The last section of the book, “The Stain of Place,” seemed the “loosest” of the three sections. I found myself yearning, throughout, for past places. As a child, I lived over half of my life overseas. I’ve seen a lot of the world, not as a tourist, but as a person living in foreign lands. And, as a curious child, I found myself often in those oddball nooks and crannies that are never seen by the casual tourist – back-alleys, abandoned lots, unkempt ruins, wastewater gullies, abandoned factories, and half-finished construction zones. I had a knack for finding that sort of place as a kid. I never went to the Tower of London or Madame Tussauds when I lived north of London, but I watched bums roll each other in dirty alleys near Carnaby Street (now, sadly, gentrified) and was propositioned by hookers off urine-drenched back doors in Soho.

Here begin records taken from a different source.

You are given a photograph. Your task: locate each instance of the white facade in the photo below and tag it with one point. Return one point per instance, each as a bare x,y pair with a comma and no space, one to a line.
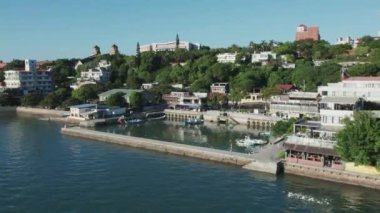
97,74
345,40
262,57
221,88
367,88
226,57
169,46
29,80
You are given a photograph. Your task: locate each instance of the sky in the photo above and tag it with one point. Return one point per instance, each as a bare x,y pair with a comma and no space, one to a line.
51,29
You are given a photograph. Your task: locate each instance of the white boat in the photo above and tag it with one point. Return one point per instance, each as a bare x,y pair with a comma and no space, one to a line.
248,141
193,121
155,116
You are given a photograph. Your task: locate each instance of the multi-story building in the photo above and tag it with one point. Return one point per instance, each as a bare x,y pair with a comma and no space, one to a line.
169,46
303,33
226,57
262,57
367,88
221,88
98,74
183,100
30,79
295,104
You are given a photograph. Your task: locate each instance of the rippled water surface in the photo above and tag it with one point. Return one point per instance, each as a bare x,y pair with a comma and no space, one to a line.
43,171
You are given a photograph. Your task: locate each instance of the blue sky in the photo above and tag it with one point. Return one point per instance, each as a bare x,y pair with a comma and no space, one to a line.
50,29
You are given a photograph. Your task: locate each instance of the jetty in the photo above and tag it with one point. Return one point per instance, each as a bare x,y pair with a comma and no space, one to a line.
239,159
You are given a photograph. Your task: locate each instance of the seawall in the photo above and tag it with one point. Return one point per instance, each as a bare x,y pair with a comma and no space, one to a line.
369,181
41,112
234,158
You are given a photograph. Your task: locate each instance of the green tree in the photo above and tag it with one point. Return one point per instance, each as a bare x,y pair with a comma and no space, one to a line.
136,100
116,99
86,92
359,140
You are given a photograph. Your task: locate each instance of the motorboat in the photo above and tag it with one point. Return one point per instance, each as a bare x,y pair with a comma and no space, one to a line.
155,116
248,141
135,121
193,121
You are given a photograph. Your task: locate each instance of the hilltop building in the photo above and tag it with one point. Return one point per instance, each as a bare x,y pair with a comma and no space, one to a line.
170,46
304,33
226,57
30,79
114,50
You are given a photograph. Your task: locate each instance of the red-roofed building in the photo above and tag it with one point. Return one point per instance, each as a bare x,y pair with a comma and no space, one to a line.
30,79
304,33
286,87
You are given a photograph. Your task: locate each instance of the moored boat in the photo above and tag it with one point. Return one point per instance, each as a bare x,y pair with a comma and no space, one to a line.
248,141
193,121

So reading Fisher’s essay on Laura Oldfield Ford’s Savage Messiah, with its references to liminal spaces, was highly intriguing to me. And while the essay “Nomadalgia: The Junior Boys’ So This is Goodbye” took fully 2/3rds of the essay to get started, the last 1/3, about the nostalgia felt specifically by frequent travelers, was relatable.

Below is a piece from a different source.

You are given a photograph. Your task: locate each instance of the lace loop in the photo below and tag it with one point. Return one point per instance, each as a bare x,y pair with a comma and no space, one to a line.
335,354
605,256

I really liked how the essay "Grey Area: Chris Petit's Content" celebrates the banal in the English landscape. I love the beauty of the Cotswolds, but there is some blase beauty in the flats of East Anglia (I lived on the western edge of this area when I lived in England). I am reminded of the wonderful collection Est: Collected Reports from East Anglia, and that is a thoroughly good thing.

Speaking of books about place, I have The Rings of Saturn on my bookshelf, waiting to be read when my yearning to get back to England will inevitably crash into my inability to get back there. I worry that Fisher's self-avowed skepticism of Sebald's work might subconsciously cause me to put my guard up, rather than taking in the book as it is. This is the danger of reading critical essays, I suppose.

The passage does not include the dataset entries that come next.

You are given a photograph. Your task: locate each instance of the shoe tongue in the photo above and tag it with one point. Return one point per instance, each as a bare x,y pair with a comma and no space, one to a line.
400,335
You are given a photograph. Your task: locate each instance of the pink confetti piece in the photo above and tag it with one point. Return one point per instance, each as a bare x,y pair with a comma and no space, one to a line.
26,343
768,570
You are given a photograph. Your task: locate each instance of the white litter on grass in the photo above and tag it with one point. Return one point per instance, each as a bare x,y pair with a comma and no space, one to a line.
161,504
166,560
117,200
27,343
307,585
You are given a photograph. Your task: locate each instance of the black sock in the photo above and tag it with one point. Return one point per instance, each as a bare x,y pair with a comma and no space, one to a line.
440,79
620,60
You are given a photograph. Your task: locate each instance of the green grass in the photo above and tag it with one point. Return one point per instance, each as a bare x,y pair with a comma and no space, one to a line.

In a change of p(l)ace, Fisher, in "The Lost Consciousness: Christopher Nolan's Inception" points out what the movie Inception might have been. I found it interesting that one of Nolan's main themes is "the lies that we tell ourselves to stay happy". After just watching The Cabinet of Dr. Caligari, I am really struck by this theme and its utility as a way to critique film, literature, and art. But, honestly, what’s this essay doing in a section about place?

At first, I was a bit taken aback by Fisher's assessment of Inception as a fairly banal film, but after watching him break it down and thinking about it myself, I'm convinced that he's right. The film could have been so much more . . . dreamlike, but it wasn't. It's like a "Starbucks" idea of dream, more shoot-em-up than oneiric and, therefore, quite disappointing when analyzed closely.

I can’t end this essay without mentioning the elephant in the room: Mark Fisher’s suicide in 2017. There are threads of depression throughout the work – it’s right there in the subtitle. One can see hints, perhaps warning signs, that Fisher’s depression was intractable. But the final essay, while openly acknowledging the damage done by privatization, the abandonment of public assistance, etc., is, in the end, downright hopeful. I never thought I'd say this, but Fisher's “”Tremors of an Imperceptible Future” is far too optimistic in its hope that the 2008 financial crisis might have turned our attitudes toward capital and climate change around. Not. A. Chance. I wonder if the loss of this hope was part of what drove him to suicide. It has to be more complicated than that, but I wonder if it was a contributing factor. We will never know.